The Flexi-Pass option at DataMites allows students to attend classes flexibly over a three-month period. This means you can join multiple batches or sessions at your convenience, ensuring you don't miss any important content. It offers great flexibility to fit learning into your schedule.
Yes, DataMites offers easy EMI options for the Data Analyst Training in Kozhikode. This allows students to pay the course fees in manageable monthly installments. You can inquire about the specific terms and conditions when enrolling.

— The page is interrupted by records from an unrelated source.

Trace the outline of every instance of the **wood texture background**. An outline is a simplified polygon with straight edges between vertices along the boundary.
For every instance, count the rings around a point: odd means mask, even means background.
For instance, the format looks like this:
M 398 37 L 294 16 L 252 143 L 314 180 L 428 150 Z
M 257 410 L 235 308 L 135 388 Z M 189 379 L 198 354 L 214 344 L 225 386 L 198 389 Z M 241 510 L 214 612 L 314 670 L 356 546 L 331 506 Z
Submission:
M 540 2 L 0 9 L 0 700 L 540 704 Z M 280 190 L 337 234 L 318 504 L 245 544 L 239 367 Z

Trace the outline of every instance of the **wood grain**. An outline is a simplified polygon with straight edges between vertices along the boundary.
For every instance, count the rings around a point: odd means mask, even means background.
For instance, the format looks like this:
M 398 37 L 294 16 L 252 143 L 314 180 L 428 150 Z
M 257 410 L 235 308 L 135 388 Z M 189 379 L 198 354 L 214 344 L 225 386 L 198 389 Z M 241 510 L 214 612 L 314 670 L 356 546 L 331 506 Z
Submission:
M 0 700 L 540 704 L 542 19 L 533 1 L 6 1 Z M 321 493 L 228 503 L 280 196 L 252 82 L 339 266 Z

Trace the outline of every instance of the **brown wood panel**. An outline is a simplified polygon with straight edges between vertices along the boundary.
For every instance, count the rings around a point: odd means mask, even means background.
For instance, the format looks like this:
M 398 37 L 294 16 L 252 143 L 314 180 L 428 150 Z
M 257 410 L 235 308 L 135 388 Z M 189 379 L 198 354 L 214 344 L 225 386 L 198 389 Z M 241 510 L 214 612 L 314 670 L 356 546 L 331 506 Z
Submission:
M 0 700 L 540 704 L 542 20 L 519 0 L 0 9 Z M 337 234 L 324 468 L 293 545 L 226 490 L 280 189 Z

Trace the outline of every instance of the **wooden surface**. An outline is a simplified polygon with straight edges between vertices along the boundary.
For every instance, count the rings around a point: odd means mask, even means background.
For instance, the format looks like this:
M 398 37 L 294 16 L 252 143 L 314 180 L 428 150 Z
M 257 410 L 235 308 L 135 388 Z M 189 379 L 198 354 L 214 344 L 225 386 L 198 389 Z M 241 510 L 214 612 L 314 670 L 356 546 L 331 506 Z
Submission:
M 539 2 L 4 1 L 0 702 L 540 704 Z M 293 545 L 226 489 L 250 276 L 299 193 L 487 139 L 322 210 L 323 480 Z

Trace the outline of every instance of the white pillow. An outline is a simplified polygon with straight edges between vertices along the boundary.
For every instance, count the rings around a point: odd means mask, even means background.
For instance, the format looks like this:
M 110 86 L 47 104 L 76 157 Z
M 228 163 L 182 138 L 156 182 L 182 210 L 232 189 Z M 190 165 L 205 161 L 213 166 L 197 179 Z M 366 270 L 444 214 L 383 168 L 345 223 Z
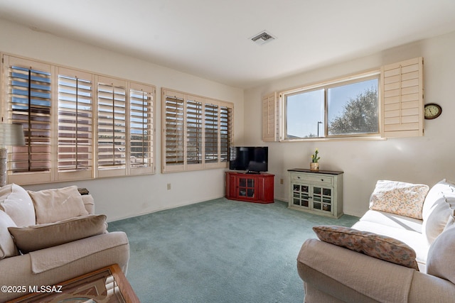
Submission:
M 455 214 L 455 199 L 438 199 L 433 203 L 431 209 L 427 209 L 426 218 L 422 225 L 422 231 L 428 244 L 432 244 L 439 236 Z
M 88 214 L 75 185 L 39 192 L 28 191 L 28 194 L 35 205 L 36 224 Z
M 0 210 L 8 214 L 18 226 L 36 223 L 33 203 L 19 185 L 9 184 L 0 187 Z
M 13 219 L 6 212 L 0 211 L 0 260 L 19 254 L 8 231 L 9 227 L 16 226 Z
M 454 197 L 455 194 L 455 185 L 450 181 L 443 179 L 434 185 L 428 192 L 424 206 L 422 210 L 422 216 L 425 221 L 432 212 L 434 204 L 438 203 L 439 199 L 444 197 Z
M 455 283 L 455 225 L 447 228 L 429 247 L 427 273 Z

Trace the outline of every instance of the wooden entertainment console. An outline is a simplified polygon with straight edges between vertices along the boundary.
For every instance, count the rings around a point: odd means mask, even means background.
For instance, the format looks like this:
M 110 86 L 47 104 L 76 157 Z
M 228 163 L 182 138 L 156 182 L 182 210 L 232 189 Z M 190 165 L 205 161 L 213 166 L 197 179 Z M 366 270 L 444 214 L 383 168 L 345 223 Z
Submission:
M 226 172 L 226 198 L 255 203 L 273 203 L 274 175 Z

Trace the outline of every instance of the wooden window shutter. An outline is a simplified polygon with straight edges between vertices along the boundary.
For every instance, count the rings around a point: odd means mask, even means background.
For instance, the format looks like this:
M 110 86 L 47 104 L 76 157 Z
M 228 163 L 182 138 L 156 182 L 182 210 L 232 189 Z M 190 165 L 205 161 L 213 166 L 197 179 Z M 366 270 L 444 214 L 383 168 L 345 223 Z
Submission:
M 4 58 L 7 120 L 23 125 L 26 139 L 25 146 L 13 146 L 9 154 L 8 182 L 51 181 L 51 67 L 11 56 Z
M 203 102 L 199 98 L 187 96 L 186 100 L 186 162 L 202 164 Z
M 220 162 L 227 162 L 228 160 L 232 131 L 232 109 L 228 106 L 220 106 Z
M 423 136 L 423 58 L 383 66 L 381 83 L 382 136 Z
M 58 69 L 58 180 L 92 177 L 92 89 L 90 74 Z
M 204 106 L 205 161 L 218 161 L 218 106 L 205 104 Z
M 154 172 L 155 87 L 131 83 L 129 87 L 129 169 L 131 175 Z
M 277 93 L 267 94 L 262 97 L 262 141 L 274 142 L 277 136 L 278 102 Z
M 99 177 L 126 175 L 126 84 L 107 77 L 98 79 Z
M 181 171 L 185 160 L 185 97 L 174 92 L 164 91 L 163 99 L 163 172 Z

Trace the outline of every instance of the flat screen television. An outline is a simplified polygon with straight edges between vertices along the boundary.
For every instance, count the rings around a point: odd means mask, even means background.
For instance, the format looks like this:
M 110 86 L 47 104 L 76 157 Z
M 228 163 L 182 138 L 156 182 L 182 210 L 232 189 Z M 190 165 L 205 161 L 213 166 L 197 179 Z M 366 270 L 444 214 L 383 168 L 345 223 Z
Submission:
M 229 152 L 231 170 L 258 173 L 268 170 L 269 148 L 267 146 L 233 146 Z

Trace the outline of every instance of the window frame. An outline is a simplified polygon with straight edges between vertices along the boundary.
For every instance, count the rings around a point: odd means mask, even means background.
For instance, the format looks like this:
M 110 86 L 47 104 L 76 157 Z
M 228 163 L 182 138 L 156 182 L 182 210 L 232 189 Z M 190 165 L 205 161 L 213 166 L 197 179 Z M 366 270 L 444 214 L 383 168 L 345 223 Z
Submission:
M 366 81 L 372 79 L 378 79 L 378 128 L 377 133 L 349 133 L 349 134 L 338 134 L 338 135 L 328 135 L 328 90 L 333 87 L 338 87 L 343 85 L 348 85 L 353 83 L 360 82 L 362 81 Z M 279 92 L 279 106 L 282 112 L 280 115 L 280 122 L 279 123 L 279 141 L 282 142 L 298 142 L 298 141 L 327 141 L 335 139 L 362 139 L 362 138 L 380 138 L 381 134 L 381 77 L 380 70 L 374 70 L 363 73 L 359 73 L 352 76 L 338 78 L 327 82 L 320 82 L 314 84 L 311 84 L 305 87 L 295 88 L 287 91 Z M 310 92 L 316 90 L 323 90 L 323 136 L 319 137 L 309 137 L 309 138 L 287 138 L 287 97 L 293 96 L 302 92 Z
M 156 122 L 156 87 L 154 85 L 130 81 L 124 79 L 112 77 L 110 76 L 98 75 L 92 72 L 81 70 L 73 67 L 68 67 L 53 63 L 48 63 L 23 57 L 12 54 L 0 53 L 1 56 L 1 79 L 3 93 L 1 95 L 0 114 L 2 121 L 11 123 L 13 121 L 12 112 L 11 109 L 10 99 L 10 66 L 18 65 L 25 68 L 39 69 L 43 67 L 46 72 L 50 73 L 50 123 L 49 132 L 50 133 L 50 152 L 49 155 L 50 169 L 42 171 L 33 172 L 14 172 L 12 171 L 11 159 L 14 156 L 14 147 L 9 147 L 9 168 L 7 172 L 8 182 L 14 182 L 18 184 L 32 184 L 49 183 L 55 182 L 66 182 L 80 180 L 92 180 L 107 177 L 129 176 L 137 175 L 151 175 L 155 173 L 156 167 L 156 153 L 155 153 L 155 122 Z M 70 75 L 67 75 L 70 74 Z M 85 170 L 75 169 L 73 170 L 59 170 L 59 155 L 62 152 L 59 152 L 59 78 L 62 76 L 77 77 L 77 75 L 84 75 L 85 79 L 90 79 L 91 82 L 91 132 L 89 136 L 91 137 L 91 144 L 88 146 L 88 150 L 91 152 L 89 168 Z M 97 155 L 98 147 L 98 84 L 100 81 L 111 81 L 116 85 L 121 85 L 124 89 L 125 104 L 124 104 L 124 165 L 120 169 L 114 170 L 100 170 L 98 167 Z M 132 102 L 131 94 L 133 89 L 143 89 L 146 92 L 149 99 L 148 107 L 144 108 L 146 114 L 139 114 L 142 118 L 142 122 L 146 124 L 147 133 L 149 133 L 149 140 L 142 141 L 143 144 L 146 145 L 146 150 L 149 151 L 151 155 L 144 161 L 145 165 L 137 165 L 137 162 L 132 163 L 131 154 L 131 133 L 132 128 Z M 74 111 L 76 116 L 75 111 Z M 68 113 L 67 113 L 68 114 Z M 137 117 L 137 114 L 136 114 Z M 76 118 L 77 119 L 77 118 Z M 144 122 L 145 121 L 145 122 Z M 26 140 L 27 141 L 27 140 Z M 28 143 L 26 143 L 28 144 Z M 141 146 L 144 148 L 144 146 Z M 76 148 L 77 149 L 77 148 Z M 77 151 L 75 151 L 77 153 Z M 129 160 L 127 160 L 129 159 Z
M 181 105 L 178 105 L 178 109 L 173 109 L 174 108 L 172 107 L 173 99 L 179 100 L 179 102 L 181 103 Z M 168 101 L 169 101 L 168 105 Z M 193 161 L 194 157 L 190 156 L 188 154 L 188 138 L 190 133 L 188 133 L 188 121 L 194 119 L 193 111 L 188 111 L 188 101 L 198 103 L 201 105 L 200 123 L 198 125 L 200 126 L 200 136 L 202 139 L 202 145 L 199 148 L 199 151 L 196 151 L 196 153 L 200 153 L 200 156 L 197 157 L 200 159 L 200 162 L 198 162 L 198 161 L 194 162 Z M 214 119 L 215 114 L 210 115 L 210 116 L 207 115 L 209 112 L 213 114 L 213 109 L 215 108 L 217 109 L 216 119 Z M 174 112 L 171 112 L 169 109 L 174 111 Z M 223 114 L 223 110 L 227 114 Z M 229 161 L 228 157 L 229 147 L 232 145 L 233 141 L 233 103 L 163 87 L 161 89 L 161 172 L 227 168 Z M 180 116 L 181 118 L 178 118 Z M 225 116 L 226 118 L 223 119 Z M 208 121 L 210 122 L 210 124 L 207 123 Z M 211 126 L 209 126 L 209 125 Z M 178 127 L 174 130 L 174 126 Z M 208 153 L 207 149 L 208 148 L 207 144 L 208 141 L 215 142 L 215 140 L 212 140 L 212 137 L 206 137 L 208 136 L 208 129 L 216 130 L 216 155 L 213 153 Z M 178 142 L 181 143 L 179 144 L 176 141 L 172 140 L 172 136 L 178 138 Z M 223 147 L 223 143 L 227 146 Z M 170 148 L 168 148 L 168 146 Z M 212 145 L 212 147 L 215 148 L 215 145 Z M 177 150 L 175 151 L 171 150 L 172 153 L 168 153 L 168 151 L 172 148 L 177 148 Z M 223 153 L 224 150 L 225 150 L 225 155 Z M 195 153 L 195 151 L 193 150 L 193 153 Z M 168 155 L 172 154 L 176 154 L 178 157 L 175 163 L 168 161 Z M 188 159 L 191 161 L 189 161 Z

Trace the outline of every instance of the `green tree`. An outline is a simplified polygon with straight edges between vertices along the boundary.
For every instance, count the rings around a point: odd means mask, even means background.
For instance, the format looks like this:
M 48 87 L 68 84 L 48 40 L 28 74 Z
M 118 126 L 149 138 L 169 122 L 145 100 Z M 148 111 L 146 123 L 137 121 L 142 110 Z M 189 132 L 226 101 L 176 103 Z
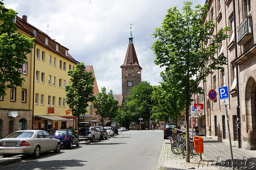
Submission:
M 152 108 L 153 102 L 152 100 L 153 86 L 147 81 L 142 81 L 138 85 L 131 91 L 130 95 L 126 96 L 126 100 L 124 103 L 124 110 L 127 113 L 129 122 L 138 121 L 140 117 L 143 120 L 150 119 L 149 107 Z
M 68 75 L 71 77 L 72 84 L 65 86 L 66 101 L 72 115 L 78 118 L 78 130 L 80 115 L 88 112 L 86 107 L 89 106 L 88 103 L 93 102 L 95 99 L 93 86 L 95 79 L 92 74 L 92 71 L 85 70 L 83 63 L 77 64 L 75 70 L 68 71 Z
M 116 117 L 118 109 L 118 102 L 114 100 L 112 90 L 108 94 L 106 90 L 105 87 L 102 87 L 101 92 L 97 93 L 97 99 L 93 102 L 93 107 L 97 109 L 95 113 L 100 115 L 102 122 L 103 118 L 107 117 L 111 121 Z
M 192 4 L 191 2 L 185 2 L 182 13 L 176 7 L 168 10 L 162 26 L 156 28 L 152 35 L 158 38 L 152 47 L 156 56 L 155 63 L 166 67 L 165 70 L 178 80 L 177 88 L 182 89 L 180 98 L 186 102 L 187 124 L 192 94 L 203 92 L 199 83 L 213 70 L 221 69 L 221 66 L 226 64 L 226 57 L 221 55 L 215 57 L 215 55 L 220 44 L 228 37 L 225 33 L 229 30 L 226 27 L 214 34 L 211 31 L 216 26 L 212 19 L 202 24 L 208 4 L 197 5 L 194 10 Z M 209 44 L 205 47 L 205 43 L 208 41 Z M 188 126 L 186 128 L 188 133 Z M 187 151 L 189 142 L 187 135 Z M 189 155 L 188 152 L 187 162 L 190 161 Z
M 13 86 L 21 87 L 25 79 L 18 70 L 25 63 L 27 55 L 31 53 L 33 39 L 15 33 L 13 22 L 17 12 L 5 10 L 0 4 L 0 95 L 6 95 L 5 91 Z

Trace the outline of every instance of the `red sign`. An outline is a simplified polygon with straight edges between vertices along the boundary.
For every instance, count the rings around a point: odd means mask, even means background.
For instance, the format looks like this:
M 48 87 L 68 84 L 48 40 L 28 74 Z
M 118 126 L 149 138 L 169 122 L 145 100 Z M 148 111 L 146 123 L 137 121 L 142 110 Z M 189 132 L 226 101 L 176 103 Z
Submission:
M 71 113 L 71 110 L 70 109 L 66 110 L 66 115 L 68 115 Z
M 214 100 L 216 99 L 216 97 L 217 97 L 217 93 L 216 92 L 216 91 L 213 89 L 210 90 L 208 93 L 208 97 L 210 100 Z
M 48 113 L 54 113 L 54 107 L 48 107 Z

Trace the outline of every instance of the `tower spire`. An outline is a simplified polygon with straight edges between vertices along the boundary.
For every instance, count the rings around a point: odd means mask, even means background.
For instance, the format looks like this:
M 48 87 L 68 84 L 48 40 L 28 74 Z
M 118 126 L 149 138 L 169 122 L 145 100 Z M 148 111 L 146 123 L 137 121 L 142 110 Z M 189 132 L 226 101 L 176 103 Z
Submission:
M 130 25 L 131 25 L 131 27 L 130 27 L 130 29 L 131 29 L 131 32 L 130 32 L 130 36 L 129 37 L 129 43 L 133 44 L 133 37 L 132 37 L 132 24 L 130 24 Z

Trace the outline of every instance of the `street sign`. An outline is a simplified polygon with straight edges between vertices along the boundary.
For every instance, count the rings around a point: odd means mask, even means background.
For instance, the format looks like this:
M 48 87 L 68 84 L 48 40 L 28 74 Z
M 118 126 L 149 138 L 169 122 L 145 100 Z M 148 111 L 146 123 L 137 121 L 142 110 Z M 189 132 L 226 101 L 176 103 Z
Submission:
M 220 106 L 229 104 L 229 99 L 228 98 L 228 99 L 220 99 Z
M 208 93 L 208 97 L 210 100 L 214 100 L 217 97 L 217 92 L 214 90 L 211 90 Z
M 219 96 L 220 99 L 227 99 L 229 97 L 227 86 L 224 86 L 219 88 Z

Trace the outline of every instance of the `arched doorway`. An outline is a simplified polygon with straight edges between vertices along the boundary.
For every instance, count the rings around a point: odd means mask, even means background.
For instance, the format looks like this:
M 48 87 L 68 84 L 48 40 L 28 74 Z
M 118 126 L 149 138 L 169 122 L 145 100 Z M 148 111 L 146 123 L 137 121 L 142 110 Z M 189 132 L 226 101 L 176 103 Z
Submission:
M 19 121 L 19 130 L 26 130 L 26 123 L 27 120 L 22 118 Z
M 207 107 L 206 109 L 206 113 L 207 114 L 206 115 L 207 117 L 206 135 L 207 136 L 211 136 L 212 124 L 211 119 L 211 103 L 210 103 L 210 100 L 209 99 L 207 100 Z

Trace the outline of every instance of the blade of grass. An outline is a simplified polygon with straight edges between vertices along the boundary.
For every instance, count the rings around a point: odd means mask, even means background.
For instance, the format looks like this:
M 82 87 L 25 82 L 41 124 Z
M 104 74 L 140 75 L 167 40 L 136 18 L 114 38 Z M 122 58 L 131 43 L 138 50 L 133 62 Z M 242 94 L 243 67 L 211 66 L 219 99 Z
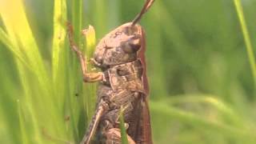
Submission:
M 234 6 L 235 6 L 235 9 L 237 10 L 238 17 L 239 18 L 244 41 L 245 41 L 246 46 L 246 50 L 247 50 L 248 58 L 249 58 L 249 62 L 250 62 L 250 69 L 251 69 L 252 74 L 254 77 L 254 86 L 256 86 L 256 63 L 255 63 L 255 58 L 254 58 L 254 54 L 253 46 L 252 46 L 252 44 L 250 42 L 250 34 L 249 34 L 249 31 L 247 29 L 246 19 L 244 18 L 243 10 L 242 10 L 242 6 L 241 4 L 241 1 L 240 0 L 234 0 L 233 2 L 234 4 Z

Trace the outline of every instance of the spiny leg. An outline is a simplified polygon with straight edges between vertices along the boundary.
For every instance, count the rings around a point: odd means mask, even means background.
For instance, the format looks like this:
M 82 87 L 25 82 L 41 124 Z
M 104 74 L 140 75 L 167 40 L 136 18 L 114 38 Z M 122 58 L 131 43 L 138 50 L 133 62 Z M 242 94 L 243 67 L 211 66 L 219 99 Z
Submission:
M 94 135 L 96 130 L 98 128 L 100 118 L 106 113 L 106 111 L 109 109 L 107 103 L 104 100 L 101 100 L 98 103 L 98 106 L 97 106 L 97 110 L 95 114 L 92 118 L 91 122 L 89 125 L 89 128 L 86 131 L 86 134 L 82 138 L 81 144 L 89 144 Z
M 68 26 L 68 36 L 70 40 L 70 44 L 71 50 L 75 52 L 77 56 L 79 58 L 82 75 L 83 75 L 83 81 L 85 82 L 94 82 L 98 81 L 102 81 L 103 79 L 103 74 L 102 72 L 97 73 L 88 73 L 87 71 L 87 66 L 86 66 L 86 57 L 83 55 L 83 54 L 79 50 L 78 46 L 75 44 L 74 41 L 74 30 L 73 27 L 70 23 L 67 23 Z

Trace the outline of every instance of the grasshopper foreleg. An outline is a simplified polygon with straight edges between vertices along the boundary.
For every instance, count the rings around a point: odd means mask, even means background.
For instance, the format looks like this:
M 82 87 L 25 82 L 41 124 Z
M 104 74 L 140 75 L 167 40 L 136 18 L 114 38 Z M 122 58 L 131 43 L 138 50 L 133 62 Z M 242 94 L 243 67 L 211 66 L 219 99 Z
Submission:
M 71 50 L 75 52 L 77 56 L 79 58 L 82 70 L 82 75 L 83 75 L 83 81 L 85 82 L 94 82 L 102 81 L 103 79 L 103 74 L 102 72 L 96 72 L 96 73 L 88 73 L 87 66 L 86 66 L 86 57 L 83 55 L 83 54 L 79 50 L 78 46 L 75 44 L 74 41 L 74 32 L 73 32 L 73 27 L 72 26 L 68 23 L 68 36 L 70 40 L 70 44 Z
M 109 106 L 108 104 L 104 101 L 101 100 L 98 103 L 98 106 L 97 106 L 96 112 L 92 118 L 91 122 L 89 125 L 88 130 L 86 135 L 83 137 L 81 144 L 89 144 L 91 141 L 91 138 L 95 134 L 98 123 L 102 116 L 104 114 L 106 111 L 107 111 Z

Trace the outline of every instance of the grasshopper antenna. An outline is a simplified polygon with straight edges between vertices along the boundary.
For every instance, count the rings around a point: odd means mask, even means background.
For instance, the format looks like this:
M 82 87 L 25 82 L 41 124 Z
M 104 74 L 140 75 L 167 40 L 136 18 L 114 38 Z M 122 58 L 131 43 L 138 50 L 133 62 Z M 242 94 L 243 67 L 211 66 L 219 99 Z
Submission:
M 133 20 L 131 26 L 134 26 L 139 20 L 141 20 L 142 15 L 150 9 L 150 7 L 152 6 L 154 0 L 146 0 L 142 11 L 135 17 L 135 18 Z

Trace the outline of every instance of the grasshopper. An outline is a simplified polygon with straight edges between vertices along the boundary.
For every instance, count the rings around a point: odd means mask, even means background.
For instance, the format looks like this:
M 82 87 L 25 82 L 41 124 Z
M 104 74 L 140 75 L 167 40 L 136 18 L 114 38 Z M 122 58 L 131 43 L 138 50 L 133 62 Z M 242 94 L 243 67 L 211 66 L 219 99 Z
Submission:
M 152 143 L 145 32 L 138 22 L 154 1 L 146 0 L 131 22 L 117 27 L 100 40 L 90 61 L 101 72 L 87 71 L 86 58 L 74 43 L 69 24 L 70 47 L 80 60 L 84 82 L 99 82 L 96 110 L 81 144 L 121 144 L 118 117 L 122 107 L 128 142 Z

Upon completing the Data Analyst course at DataMites in Kozhikode, you will receive a Certified Data Analyst certification recognized by IBAC and NASSCOM. Additionally, you'll receive an internship certification, highlighting your practical experience. This certification enhances your credibility and job prospects in the data analytics field.
The fees for the DataMites Certified Data Analyst course in Kozhikode typically range from ?30,000 to ?1,20,000, depending on the specific program and its features. This pricing includes comprehensive training, study materials, and support services. For exact fees, it's best to check the DataMites website or contact our admissions team directly.
DataMites offers comprehensive support during and after the Data Analyst course in Kozhikode. This includes career guidance, resume building, and interview preparation to help students secure jobs. Additionally, we will provide access to job listings and networking opportunities even after course completion.
DataMites offers a 100% refund policy for students who withdraw from the Data Analyst course within one week of the batch start date. To be eligible, students must have attended at least two sessions. Refund requests should be submitted via email from the registered address.
The DataMites Placement Assistance Team(PAT) facilitates the aspirants in taking all the necessary steps in starting their career in Data Science. Some of the services provided by PAT are: -
The DataMites Placement Assistance Team(PAT) conducts sessions on career mentoring for the aspirants with a view of helping them realize the purpose they have to serve when they step into the corporate world. The students are guided by industry experts about the various possibilities in the Data Science career, this will help the aspirants to draw a clear picture of the career options available. Also, they will be made knowledgeable about the various obstacles they are likely to face as a fresher in the field, and how they can tackle.
No, PAT does not promise a job, but it helps the aspirants to build the required potential needed in landing a career. The aspirants can capitalize on the acquired skills, in the long run, to a successful career in Data Science.